Blues set to make coaching decision
Cape Town - The Blues are set to make a decision on their Super Rugby
coaching set-up within the next few weeks rather than in a month or two.
That was the message from Blues chief executive Michael
Redman on Tuesday in Auckland.
Redman said the side's run of losses made it harder to
qualify for the play-offs and because of that speculation began to grow.
He said the appointment of head coach was a joint decision
between the Blues board and New Zealand Rugby and they were moving through the
considerations at the moment.
All of the Blues coaching group are off contract at the end
of the season and the group was being looked at together.
"I think it's fair to say there's plenty of support for
Tana (Umaga) within New Zealand Rugby and the Blues," Redman told the All
Blacks' official website.
"We think he's got a great rugby brain, he has the
respect of the players, he has my support and the support of the board so we'll
work through a process to determine what the coaching group looks like.
"The head coach is the most important appointment we
make but he is one of four or five, and I think getting the coaching group
right, and the support around whoever the head coach is, is important."
Redman said Umaga was happy to continue in the role and was
committed to the outcomes he had signed up for.
Talking to what was wrong with rugby in the Blues' set-up,
Redman said the Blues were the fully professional end of a system, but for the
Blues to be successful all parts of that system needed to work.

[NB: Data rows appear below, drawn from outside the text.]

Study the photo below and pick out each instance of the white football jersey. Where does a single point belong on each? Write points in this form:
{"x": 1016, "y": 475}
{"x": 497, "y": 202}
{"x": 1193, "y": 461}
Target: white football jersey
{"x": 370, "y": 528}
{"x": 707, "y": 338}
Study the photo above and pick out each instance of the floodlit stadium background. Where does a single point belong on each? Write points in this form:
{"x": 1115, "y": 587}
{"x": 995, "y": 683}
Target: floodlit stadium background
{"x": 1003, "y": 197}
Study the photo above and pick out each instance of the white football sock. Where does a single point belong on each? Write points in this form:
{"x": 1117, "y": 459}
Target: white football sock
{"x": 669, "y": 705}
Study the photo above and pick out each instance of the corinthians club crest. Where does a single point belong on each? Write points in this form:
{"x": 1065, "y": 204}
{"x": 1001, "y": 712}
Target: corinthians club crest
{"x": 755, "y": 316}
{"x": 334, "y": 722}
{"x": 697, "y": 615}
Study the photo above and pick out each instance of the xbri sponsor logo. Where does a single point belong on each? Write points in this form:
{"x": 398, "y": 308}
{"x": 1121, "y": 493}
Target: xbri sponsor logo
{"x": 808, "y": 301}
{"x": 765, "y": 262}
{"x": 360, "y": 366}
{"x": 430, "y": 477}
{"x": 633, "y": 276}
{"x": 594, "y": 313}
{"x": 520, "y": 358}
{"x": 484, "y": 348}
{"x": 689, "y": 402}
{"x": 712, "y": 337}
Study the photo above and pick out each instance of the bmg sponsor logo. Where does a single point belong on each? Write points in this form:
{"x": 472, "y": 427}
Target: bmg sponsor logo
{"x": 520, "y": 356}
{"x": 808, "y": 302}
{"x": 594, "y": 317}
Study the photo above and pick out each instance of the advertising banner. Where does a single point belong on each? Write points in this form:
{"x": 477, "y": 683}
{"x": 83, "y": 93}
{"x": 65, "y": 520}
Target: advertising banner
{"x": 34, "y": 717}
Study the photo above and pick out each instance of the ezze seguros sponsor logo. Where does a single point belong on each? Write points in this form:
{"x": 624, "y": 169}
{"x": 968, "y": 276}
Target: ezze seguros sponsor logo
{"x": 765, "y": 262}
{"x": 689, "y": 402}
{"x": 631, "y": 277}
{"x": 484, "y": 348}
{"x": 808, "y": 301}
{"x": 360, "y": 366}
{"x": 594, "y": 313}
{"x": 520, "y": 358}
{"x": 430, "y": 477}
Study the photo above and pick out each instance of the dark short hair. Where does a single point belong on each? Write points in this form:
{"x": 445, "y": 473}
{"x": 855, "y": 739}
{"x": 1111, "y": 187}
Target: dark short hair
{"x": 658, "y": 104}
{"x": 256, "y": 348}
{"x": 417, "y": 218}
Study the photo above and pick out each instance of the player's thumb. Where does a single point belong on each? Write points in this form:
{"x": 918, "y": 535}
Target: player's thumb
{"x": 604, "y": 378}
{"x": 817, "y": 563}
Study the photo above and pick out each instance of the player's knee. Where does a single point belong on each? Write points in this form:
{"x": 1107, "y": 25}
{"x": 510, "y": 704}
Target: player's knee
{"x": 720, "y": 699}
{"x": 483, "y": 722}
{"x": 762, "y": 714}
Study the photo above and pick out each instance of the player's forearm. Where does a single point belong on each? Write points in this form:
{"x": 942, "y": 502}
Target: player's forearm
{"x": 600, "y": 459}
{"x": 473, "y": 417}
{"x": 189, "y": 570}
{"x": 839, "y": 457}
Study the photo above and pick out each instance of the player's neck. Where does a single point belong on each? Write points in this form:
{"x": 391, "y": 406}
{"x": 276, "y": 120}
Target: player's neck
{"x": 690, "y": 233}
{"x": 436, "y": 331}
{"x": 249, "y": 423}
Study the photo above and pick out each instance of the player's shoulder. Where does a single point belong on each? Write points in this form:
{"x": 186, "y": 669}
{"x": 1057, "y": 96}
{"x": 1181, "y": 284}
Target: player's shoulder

"What we can control is our environment, the quality of
the people we bring into our environment, that's coaches and players, the
resources and culture that we can have around them but in the end we haven't
been able to deliver and changing coaches every cycle hasn't worked for the
Blues previously," he added.
"I think our preferred option would be to try to work
with the group we have but we have to make sure we get the shifts (in
performance) as well."
Those 'shifts' were both on and off the field.
And so long as there were signs in growth in both areas then
they were prepared to keep going, he said.
In making a change there was the likelihood that a new
person would want to start again and the question is whether they have an
appetite for that or do they keep going with those who have been at the
coalface and to bank the institutional knowledge they have acquired.
Redman said the issues that had previously hindered the
Blues with their constituent members, Auckland, North Harbour and Northland had
been resolved and they now enjoyed an excellent relationship at all levels.
"We're making more progress than ever before in that
space," he said. "I think those relationships are now one of our
There was an increasing ability to retain top young players
within the region. There were still Blues region players doing well in other
franchises but Redman said the question was were the Blues keeping the players
they wanted and the answer to that was they were.